Once again, we find ourselves riffing on the Dinah Washington jazz classic, ‘What a difference a day makes’. Barely 24 hours earlier US markets were all sporting weekly gains, but another bad session for ‘Big Tech’ stocks pushed the Dow and the Nasdaq into negative territory and sent the Russell small-cap index sharply lower.
Investors had hoped that latest earnings from Apple (AAPL:NASDAQ) and Amazon AMZN:NASDAQ) might have given markets the lift that other big names, Microsoft (MSFT:NASDAQ) for example, had failed to provide, but no dice, Apple perhaps best described as fairly dull, and Amazon a flop.
A softer Manufacturing PMI (Purchasing Managers Index) reading, especially in relation to new orders and hiring, haven’t helped to mood, sparking fears the US economy is slowing too fast and the Federal Reserve is behind the curve in terms of cutting interest rates.
Higher-than-expected jobless claims added to those fears, so if today’s non-farm payrolls figure and the unemployment rate confirm the US economy is weakening there could be further selling of stocks into the weekend.
Consumer staples, healthcare, real estate and utilities – in other words safe-haven and value sectors – have outperformed over the past week, which is consistent with historic trends, according to Fidelity.
‘While risk-on sectors tend to do well from November to April, defensive sectors tend to do better over the summer and autumn.’
META PLATFORMS
The social media giant is fully committed to investing now for returns tomorrow but unlike other big tech names, investors gave Meta Platforms (META:NASDAQ) the benefit of the doubt despite being out on notice for higher capex down the line.
It might be tricky to turn a profit on vast AI (artificial intelligence) investment for many companies this early in the transformation, but Meta is among those that are already making hay in the sun.
For the three months ended 30 June 2024, Meta reported earnings of $5.16 per share on revenue of $39.07 billion, beating estimates of $4.7 and $38.26 billion, respectively.
That Meta is also returning vast sums to shareholders, with buybacks worth $6.32 billion of Class A stock and dividends of $1.27 billion in Q2 certainly helps the investment case, as does its valuation, which remains low relative to other stocks.
Up 7% over the past week, the mood around Meta suggests the stock could blast past all-time highs of around $540 (chalked-up early in July) all the way to $590 or more, believe analysts.
APPLE / AMAZON
Dampening optimism around AI and big tech means stocks must not just beat expectations but show a clear path to bigger profits from vast investment, and Apple and Amazon both failed to get investors excited.
Apple reported quarterly revenue in line and profit above estimates b flagging iPhone sales in China remains a worry despite Services revenue, fast becoming the stock’s key growth lever, picking up the slack.

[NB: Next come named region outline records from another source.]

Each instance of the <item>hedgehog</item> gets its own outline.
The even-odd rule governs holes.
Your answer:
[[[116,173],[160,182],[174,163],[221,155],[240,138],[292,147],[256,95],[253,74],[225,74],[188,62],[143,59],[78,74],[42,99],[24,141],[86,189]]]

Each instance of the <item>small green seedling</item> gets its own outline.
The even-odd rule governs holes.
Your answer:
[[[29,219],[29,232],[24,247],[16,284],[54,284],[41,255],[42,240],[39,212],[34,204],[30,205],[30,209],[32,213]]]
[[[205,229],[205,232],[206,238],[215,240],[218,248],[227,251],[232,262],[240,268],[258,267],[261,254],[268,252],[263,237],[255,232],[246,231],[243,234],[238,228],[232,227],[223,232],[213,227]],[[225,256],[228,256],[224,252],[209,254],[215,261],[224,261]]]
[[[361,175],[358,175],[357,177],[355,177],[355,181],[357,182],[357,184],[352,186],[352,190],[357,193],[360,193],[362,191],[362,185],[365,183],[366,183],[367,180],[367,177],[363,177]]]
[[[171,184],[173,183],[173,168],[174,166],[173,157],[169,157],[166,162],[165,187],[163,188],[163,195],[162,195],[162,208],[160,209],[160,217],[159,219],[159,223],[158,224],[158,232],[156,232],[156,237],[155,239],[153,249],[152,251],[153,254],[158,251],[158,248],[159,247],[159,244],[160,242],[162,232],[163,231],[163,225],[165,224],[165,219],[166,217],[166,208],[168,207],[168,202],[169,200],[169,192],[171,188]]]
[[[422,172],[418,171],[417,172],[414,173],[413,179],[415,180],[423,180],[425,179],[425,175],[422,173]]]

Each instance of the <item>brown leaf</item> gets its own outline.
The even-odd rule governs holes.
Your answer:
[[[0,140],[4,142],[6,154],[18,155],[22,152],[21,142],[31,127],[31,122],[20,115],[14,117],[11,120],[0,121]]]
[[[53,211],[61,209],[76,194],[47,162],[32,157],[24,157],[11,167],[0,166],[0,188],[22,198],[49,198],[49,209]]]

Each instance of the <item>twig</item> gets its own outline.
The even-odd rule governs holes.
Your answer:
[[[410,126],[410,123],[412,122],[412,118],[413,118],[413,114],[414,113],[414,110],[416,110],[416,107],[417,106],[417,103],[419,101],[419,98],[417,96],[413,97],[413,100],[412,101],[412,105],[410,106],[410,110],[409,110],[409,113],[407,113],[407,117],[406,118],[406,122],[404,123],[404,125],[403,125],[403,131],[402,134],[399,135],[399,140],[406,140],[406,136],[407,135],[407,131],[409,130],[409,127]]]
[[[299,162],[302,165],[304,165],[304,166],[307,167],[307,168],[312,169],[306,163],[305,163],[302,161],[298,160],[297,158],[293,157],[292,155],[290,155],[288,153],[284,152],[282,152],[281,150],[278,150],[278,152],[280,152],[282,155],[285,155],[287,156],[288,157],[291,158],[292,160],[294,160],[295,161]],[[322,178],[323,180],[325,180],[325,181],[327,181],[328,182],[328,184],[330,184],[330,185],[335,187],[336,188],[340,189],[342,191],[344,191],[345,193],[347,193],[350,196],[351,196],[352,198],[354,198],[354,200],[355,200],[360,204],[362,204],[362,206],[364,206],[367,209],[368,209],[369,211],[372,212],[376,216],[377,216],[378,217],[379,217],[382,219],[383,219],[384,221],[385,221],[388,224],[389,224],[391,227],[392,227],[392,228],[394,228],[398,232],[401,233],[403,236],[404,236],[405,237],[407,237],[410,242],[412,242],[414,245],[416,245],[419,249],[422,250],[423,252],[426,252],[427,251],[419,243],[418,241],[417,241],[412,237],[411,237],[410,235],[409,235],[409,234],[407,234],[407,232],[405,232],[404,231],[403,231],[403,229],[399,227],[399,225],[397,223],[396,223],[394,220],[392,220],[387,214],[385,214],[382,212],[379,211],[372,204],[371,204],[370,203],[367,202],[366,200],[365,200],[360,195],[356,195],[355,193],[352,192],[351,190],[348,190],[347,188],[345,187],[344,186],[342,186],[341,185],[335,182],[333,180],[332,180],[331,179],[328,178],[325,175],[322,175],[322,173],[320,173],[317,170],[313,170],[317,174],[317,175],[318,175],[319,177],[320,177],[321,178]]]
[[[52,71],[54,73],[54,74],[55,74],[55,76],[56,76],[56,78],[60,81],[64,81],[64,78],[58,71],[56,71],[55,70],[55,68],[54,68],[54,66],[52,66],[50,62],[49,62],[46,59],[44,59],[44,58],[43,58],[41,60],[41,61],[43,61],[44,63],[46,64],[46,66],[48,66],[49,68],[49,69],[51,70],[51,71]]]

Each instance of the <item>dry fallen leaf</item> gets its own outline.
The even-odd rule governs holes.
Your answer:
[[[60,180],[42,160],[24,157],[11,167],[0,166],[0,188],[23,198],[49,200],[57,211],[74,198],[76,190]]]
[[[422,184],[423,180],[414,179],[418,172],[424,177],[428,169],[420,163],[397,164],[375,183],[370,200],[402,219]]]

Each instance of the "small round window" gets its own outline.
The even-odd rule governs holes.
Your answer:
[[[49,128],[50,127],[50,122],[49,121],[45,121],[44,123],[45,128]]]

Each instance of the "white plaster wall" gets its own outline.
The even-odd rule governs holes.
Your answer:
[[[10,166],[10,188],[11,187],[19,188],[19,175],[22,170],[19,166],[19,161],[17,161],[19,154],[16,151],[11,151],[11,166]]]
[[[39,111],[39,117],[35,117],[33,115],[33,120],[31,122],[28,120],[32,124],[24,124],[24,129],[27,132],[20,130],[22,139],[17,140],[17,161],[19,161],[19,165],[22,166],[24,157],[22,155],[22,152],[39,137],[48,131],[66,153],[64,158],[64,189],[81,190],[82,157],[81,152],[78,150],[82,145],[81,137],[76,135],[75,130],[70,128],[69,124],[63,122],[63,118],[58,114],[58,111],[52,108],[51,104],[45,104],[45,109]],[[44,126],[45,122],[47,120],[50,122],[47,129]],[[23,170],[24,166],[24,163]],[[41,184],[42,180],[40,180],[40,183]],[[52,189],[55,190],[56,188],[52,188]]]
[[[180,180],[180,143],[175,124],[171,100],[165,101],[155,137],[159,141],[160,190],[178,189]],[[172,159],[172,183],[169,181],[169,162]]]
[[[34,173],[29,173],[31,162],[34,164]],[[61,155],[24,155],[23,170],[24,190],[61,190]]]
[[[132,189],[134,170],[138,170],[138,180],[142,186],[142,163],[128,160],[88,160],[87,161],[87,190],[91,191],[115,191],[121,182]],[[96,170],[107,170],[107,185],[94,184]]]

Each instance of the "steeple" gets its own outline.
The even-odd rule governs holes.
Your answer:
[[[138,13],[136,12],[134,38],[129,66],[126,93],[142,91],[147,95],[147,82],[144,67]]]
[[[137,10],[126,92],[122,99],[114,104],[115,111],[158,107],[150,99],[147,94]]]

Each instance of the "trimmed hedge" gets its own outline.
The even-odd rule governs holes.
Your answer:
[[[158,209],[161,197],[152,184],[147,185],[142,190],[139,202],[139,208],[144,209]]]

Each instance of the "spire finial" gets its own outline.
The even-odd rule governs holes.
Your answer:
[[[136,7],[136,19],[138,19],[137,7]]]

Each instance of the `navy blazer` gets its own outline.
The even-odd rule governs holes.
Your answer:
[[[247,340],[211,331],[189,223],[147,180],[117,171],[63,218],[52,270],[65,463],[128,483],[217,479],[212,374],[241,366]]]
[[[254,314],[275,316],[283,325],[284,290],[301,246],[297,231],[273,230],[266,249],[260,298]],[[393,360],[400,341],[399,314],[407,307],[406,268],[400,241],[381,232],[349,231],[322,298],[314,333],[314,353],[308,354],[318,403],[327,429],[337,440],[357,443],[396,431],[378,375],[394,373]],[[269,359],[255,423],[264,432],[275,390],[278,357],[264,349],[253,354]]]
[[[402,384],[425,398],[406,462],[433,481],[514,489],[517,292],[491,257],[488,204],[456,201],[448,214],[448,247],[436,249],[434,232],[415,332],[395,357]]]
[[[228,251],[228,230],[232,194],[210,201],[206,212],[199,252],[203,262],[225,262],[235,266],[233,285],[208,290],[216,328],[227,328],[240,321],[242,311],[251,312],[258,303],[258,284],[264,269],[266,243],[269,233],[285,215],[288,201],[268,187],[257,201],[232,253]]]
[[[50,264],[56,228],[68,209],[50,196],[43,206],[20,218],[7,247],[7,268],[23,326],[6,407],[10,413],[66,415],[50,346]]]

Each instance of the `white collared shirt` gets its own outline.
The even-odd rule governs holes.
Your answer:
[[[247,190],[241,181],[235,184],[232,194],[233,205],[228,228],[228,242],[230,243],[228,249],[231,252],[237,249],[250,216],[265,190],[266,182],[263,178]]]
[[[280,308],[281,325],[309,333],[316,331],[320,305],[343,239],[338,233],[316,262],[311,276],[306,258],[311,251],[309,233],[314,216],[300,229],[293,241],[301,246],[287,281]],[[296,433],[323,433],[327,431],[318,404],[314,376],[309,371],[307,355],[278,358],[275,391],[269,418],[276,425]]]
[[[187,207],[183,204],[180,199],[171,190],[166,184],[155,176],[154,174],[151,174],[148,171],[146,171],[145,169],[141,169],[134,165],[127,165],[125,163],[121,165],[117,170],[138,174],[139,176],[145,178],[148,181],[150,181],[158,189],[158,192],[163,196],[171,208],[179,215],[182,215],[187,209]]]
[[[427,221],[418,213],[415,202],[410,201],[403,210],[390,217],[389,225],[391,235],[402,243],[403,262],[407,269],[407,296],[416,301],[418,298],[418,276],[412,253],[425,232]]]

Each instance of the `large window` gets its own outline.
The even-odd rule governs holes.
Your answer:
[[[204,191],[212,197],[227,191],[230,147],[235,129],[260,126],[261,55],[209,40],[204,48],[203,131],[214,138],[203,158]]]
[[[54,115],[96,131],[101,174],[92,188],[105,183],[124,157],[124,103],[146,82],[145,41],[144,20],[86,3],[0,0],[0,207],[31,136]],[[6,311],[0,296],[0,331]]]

Normally, a new iPhone launch, incoming later this year, might get people excited but company commentary suggests it will not be the AI-loaded handset customers are waiting for, which could further dampen demand, leaving the stock flat at around $218.
As for Amazon, revenue was 10% higher than the same time last year, landing at the $148 billion that analysts expected. The firm revealed a slightly worse-than-predicted performance from its online advertising business. Mind you, that was offset by solid revenue from Amazon Web Services – closely watched by the many investors that believe cloud services will be a major moneymaker going forward.
Even so, investors were far from blown away and the stock looks like falling sharply, down 8% based on pre-market data (2 Aug).
MATCH
There seems to be no stopping online dating app Match (MTCH:NASDAQ) after its quarterly revenue beat expectations and it announced plans to cut 6% of its global workforce, revealed alongside latest earnings, helping the stock rally 13% over the past week.
This wasn’t this first time Match shares have jumped. It surged in mid-July after activist investor Starboard Value revealed a 6.6% stake in the Tinder and Hinge owner. Starboard Value are not the only activist investor on Match’s shareholder register, with Neuberger Berman and Elliott Investment Management are all hoping to bring about change to boost shareholder returns.
No wonder, these have been dismal in recent years, -38% annualised over three years and -6% over five, versus 6% and 17% respectively for the Nasdaq.
A lack of innovation is a key issue, and falling subscriber numbers since the pandemic are a big worry. Where, investors wonder, are the fresh ideas?